Nichts sei vorgefertigt, klärte Theaterpädagoge Matthias Bittner stolz das Publikum auf. „Es gibt eine Idee des Stückes und mit dieser arbeiten die Leute“. Die Akteure der Theatergruppe hatten eine Geschichte entwickelt, einen szenischen Ablauf, sich über Requisiten und Kostüme Gedanken gemacht, doch der Text wurde improvisiert. Gar nicht so einfach, in der jeweiligen Situation spontan die passenden Worte zu finden, das stellte auch das Publikum fest, welches treffende Formulierungen immer wieder mit begeistertem Klatschen honorierte.

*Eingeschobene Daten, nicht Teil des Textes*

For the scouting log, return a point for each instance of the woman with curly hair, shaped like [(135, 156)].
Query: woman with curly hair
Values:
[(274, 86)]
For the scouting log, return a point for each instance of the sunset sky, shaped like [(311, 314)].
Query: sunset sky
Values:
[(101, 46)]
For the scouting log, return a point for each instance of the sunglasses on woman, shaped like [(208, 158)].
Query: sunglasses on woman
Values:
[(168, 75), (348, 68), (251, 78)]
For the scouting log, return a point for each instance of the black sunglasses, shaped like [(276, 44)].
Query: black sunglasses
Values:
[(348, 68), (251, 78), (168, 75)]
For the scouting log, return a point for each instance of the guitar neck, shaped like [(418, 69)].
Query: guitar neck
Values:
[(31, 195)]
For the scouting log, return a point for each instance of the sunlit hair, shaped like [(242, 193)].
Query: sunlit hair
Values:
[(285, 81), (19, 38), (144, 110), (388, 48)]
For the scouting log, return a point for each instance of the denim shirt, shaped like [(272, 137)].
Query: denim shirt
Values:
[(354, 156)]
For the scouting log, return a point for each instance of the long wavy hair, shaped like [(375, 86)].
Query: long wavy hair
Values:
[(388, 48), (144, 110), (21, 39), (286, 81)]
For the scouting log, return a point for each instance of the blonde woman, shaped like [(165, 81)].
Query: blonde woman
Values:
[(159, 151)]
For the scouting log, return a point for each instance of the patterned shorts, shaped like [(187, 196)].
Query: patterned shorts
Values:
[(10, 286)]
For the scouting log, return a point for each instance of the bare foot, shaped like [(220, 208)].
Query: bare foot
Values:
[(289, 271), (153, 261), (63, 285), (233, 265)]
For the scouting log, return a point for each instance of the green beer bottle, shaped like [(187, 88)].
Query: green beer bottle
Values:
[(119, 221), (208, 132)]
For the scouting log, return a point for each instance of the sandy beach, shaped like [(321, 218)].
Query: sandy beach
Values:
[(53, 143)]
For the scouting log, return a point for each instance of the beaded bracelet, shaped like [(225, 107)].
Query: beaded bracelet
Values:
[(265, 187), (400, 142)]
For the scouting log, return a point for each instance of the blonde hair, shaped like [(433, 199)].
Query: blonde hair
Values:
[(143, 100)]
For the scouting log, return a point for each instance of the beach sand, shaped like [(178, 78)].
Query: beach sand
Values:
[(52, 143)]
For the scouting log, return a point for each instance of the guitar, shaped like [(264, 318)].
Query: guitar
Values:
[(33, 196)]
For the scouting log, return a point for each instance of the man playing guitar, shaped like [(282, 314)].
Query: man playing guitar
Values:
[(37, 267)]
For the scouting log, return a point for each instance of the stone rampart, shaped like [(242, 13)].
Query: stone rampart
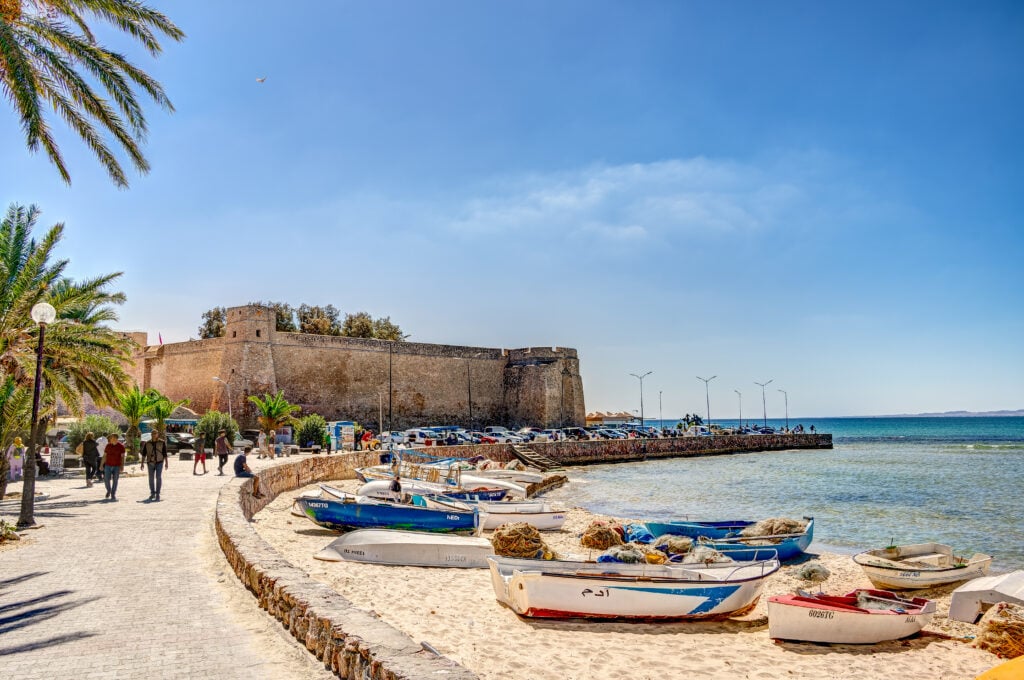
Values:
[(351, 642)]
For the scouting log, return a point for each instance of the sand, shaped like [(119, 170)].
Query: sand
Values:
[(456, 611)]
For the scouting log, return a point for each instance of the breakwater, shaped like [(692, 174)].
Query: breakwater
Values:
[(624, 451)]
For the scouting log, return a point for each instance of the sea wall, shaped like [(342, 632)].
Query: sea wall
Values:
[(351, 642)]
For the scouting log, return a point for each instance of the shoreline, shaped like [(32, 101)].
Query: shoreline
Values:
[(455, 610)]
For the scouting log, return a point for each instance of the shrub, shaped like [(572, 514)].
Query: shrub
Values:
[(311, 428), (98, 425)]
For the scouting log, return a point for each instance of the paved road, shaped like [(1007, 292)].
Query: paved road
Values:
[(134, 590)]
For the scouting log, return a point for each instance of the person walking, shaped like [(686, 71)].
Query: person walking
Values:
[(154, 458), (199, 445), (114, 465), (222, 449), (90, 456)]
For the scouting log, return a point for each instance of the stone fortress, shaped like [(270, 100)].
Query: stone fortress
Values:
[(374, 382)]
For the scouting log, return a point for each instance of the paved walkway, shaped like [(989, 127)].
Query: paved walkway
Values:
[(133, 589)]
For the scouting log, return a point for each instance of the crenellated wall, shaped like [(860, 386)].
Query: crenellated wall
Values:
[(375, 382)]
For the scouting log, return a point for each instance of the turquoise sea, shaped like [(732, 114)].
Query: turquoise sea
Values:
[(952, 480)]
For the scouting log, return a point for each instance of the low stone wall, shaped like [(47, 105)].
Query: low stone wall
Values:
[(351, 642), (620, 451)]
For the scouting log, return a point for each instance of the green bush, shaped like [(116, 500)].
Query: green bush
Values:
[(99, 425), (211, 423), (311, 428)]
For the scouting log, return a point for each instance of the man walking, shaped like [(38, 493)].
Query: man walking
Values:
[(222, 449), (155, 458)]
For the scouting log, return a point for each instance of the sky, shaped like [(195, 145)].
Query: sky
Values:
[(823, 195)]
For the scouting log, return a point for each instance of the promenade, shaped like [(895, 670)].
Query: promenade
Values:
[(134, 589)]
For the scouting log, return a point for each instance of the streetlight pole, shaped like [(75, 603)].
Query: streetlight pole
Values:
[(640, 378), (708, 397), (228, 386), (42, 313), (786, 395), (763, 402)]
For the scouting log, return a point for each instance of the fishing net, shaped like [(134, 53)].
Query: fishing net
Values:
[(813, 572), (632, 553), (519, 540), (1001, 630), (673, 545), (601, 536)]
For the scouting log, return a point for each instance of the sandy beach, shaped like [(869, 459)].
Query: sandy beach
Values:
[(456, 611)]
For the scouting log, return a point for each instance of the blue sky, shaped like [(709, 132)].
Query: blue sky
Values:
[(826, 195)]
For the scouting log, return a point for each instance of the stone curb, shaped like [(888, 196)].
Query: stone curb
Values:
[(351, 642)]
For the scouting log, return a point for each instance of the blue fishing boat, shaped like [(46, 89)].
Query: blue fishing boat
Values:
[(738, 547), (350, 512)]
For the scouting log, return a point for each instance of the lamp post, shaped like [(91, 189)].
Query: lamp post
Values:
[(640, 378), (763, 404), (228, 386), (708, 397), (786, 395), (42, 313)]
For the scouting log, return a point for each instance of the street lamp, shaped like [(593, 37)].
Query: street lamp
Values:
[(763, 404), (228, 386), (708, 397), (42, 313), (640, 378), (784, 393)]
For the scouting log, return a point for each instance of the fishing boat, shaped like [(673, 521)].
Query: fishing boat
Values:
[(382, 489), (565, 589), (863, 617), (349, 512), (536, 513), (920, 565), (788, 546), (381, 546)]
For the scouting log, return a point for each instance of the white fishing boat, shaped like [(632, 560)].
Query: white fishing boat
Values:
[(920, 565), (863, 617), (563, 589), (409, 549)]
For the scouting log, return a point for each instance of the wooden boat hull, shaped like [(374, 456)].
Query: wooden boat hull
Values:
[(838, 621), (345, 515), (409, 549), (630, 592), (910, 566)]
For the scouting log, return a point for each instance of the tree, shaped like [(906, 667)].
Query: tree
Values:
[(318, 321), (51, 58), (213, 324), (212, 422), (311, 428), (161, 409), (273, 411), (81, 354)]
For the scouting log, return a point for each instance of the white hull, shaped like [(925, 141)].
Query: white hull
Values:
[(409, 549), (920, 565), (565, 589), (787, 621)]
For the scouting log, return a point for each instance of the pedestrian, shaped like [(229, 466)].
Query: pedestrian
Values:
[(114, 465), (155, 459), (222, 449), (90, 456), (101, 442), (199, 445), (242, 470)]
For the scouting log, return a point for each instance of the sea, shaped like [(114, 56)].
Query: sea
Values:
[(952, 480)]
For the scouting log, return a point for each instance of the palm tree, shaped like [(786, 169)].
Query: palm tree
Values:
[(274, 411), (161, 409), (49, 58), (81, 355)]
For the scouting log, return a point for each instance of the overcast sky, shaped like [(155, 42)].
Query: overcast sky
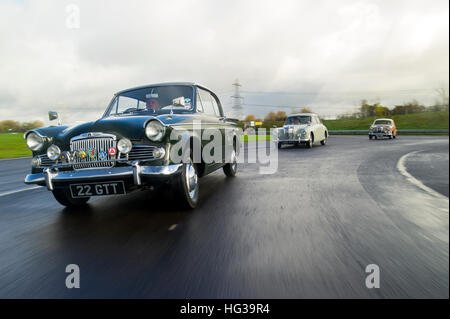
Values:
[(326, 55)]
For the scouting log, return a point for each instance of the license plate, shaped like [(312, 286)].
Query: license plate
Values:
[(97, 189)]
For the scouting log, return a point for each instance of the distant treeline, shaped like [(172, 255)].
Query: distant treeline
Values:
[(368, 110), (9, 126)]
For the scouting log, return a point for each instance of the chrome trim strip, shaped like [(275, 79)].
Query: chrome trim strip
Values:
[(50, 176), (92, 135), (137, 173)]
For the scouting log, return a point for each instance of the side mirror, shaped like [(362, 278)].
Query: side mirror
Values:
[(179, 101)]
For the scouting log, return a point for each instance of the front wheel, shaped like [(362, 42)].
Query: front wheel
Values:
[(309, 143), (324, 141), (64, 197), (230, 169), (186, 186)]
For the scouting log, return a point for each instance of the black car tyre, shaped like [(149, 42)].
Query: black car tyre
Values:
[(186, 186), (310, 142), (230, 169), (64, 197)]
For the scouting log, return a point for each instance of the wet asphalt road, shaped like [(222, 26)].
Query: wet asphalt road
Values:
[(307, 231)]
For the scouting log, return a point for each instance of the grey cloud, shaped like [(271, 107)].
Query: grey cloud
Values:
[(326, 48)]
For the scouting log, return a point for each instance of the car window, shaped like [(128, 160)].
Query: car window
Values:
[(215, 106), (297, 120), (153, 99), (207, 103), (199, 103)]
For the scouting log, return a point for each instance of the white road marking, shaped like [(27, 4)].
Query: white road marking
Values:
[(402, 169), (19, 190)]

Die Zuschauer ließen sich schnell von der Begeisterung der Schauspieler mitreißen, reagierten auf die Ansprache der Akteure und gaben immer wieder Szenenapplaus. Eine ausgelassene, man kann sagen, familiäre Stimmung, die die anfängliche Nervosität einiger Schauspieler schnell abbaute.
In die Ausgangssituation konnte man sich schnell hinein versetzen. Der mittellose Schriftsteller wird von seinem Vermieter bedrängt, die ausstehende Miete zu begleichen. Neben diesem werden weitere Personen bei dem Schuldner vorstellig, denn auch Friseur und Finanzamt stellen Forderungen, die der Autor nicht begleichen kann. Der Vermieter stellt ein Ultimatum, fordert die Zahlung bis Mitternacht und der Schriftsteller gerät ordentlich ins Schwitzen, bei der Fertigstellung seines Romans, der den erwünschten Erfolg bringen soll. Auch die Liebe kam in diesem Stück nicht zu kurz, die Tochter des Vermieters hat den Schreiberling in ihr Herz geschlossen. Roman und Wirklichkeit scheinen im Verlauf des Stückes immer weiter zu verschmelzen, der Schriftsteller wird zum Poeten, der Vermieter zum König und auch ein verschwundener Schatz rückt in den Mittelpunkt des Geschehens.
Mit wenigen Requisiten schuf die Theatergruppe eine Kulisse, die kaum verändert werden musste. Besonders raffiniert war ein leerer Bilderrahmen, der an der hinteren Wand hing und immer wieder ein neues „lebendes“ Bild enthielt.
Den Kern des Stückes bildete der verbale Schlagabtausch zwischen dem Poeten gespielt von Lennard Krause und dem König, Sicco Bremer. Mit wunderbarer Situationskomik und humorvoll frechen Bemerkungen improvisierten sie sich durch das Stück. Poet Lennard Krause schien dabei nicht nur in der Geschichte die Handlungsstränge seines Romans zu verknüpfen, auch das Theaterstück selbst wurde von ihm zusammengehalten, da er genau wusste, wer wann auf der Bühne zu sein hatte, und der im Fall der Fälle zu lang werdender Pausen bis zum nächsten Auftritt gekonnt überspielte.
Ein unterhaltsamer Abend bot sich den Zuschauern, die die besondere Stimmung zu schätzen wussten. Mit einem Satz traf Theaterpädagoge Bittner die Wirkung dieser Aufführung ganz deutlich: „Auf jeden Fall sind alle mit ganz viel Enthusiasmus dabei“.